At some point in my time as a university student, I felt a need to prove I was not only book smart, but street smart—that I can live on my own, pay my bills, and be a responsible adult who settles their taxes on time. However, I still don’t know how to file my taxes on my own, navigate Kingston, or make a U-turn on my bike.
I’m 21 now, and I’ve suddenly approached this age where telling people you don’t know how to ride a bike or drive a car is not only weird but embarrassing.
I don’t know when pretending to know things and really knowing things became the same.
Instead of admitting I didn’t have any knowledge on a topic beyond the cursory view, I faked it to make myself seem more experienced. I pretended I knew subjects or life skills I hadn’t heard of or made the effort to know.

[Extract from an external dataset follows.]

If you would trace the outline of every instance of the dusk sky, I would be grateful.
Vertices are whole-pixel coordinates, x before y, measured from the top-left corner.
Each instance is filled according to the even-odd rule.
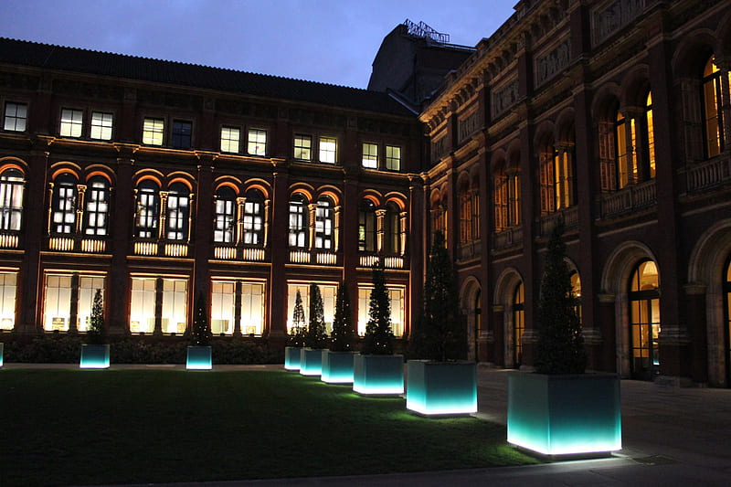
[[[2,0],[0,36],[366,88],[405,19],[474,47],[517,0]]]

I too believed you should know everything by twenty. You should have your life together, your future planned, your career started, your relationship ready for marriage—every step just a movement in the right direction towards that cookie cutter life.
Growing up, I romanticized notions of adult life and assumed I needed to know everything all at once. The truth is, I won’t ever know everything, just because I’m a fourth year, or just because I live on my own, or because of any other future milestone I reach.
I’m learning to go back and slow down. It’s okay to pace yourself and admit when you don’t know things today so you can learn them tomorrow.
Most people learn how to ride a bike when they’re seven. I learned when I was 20, and I’m okay with that.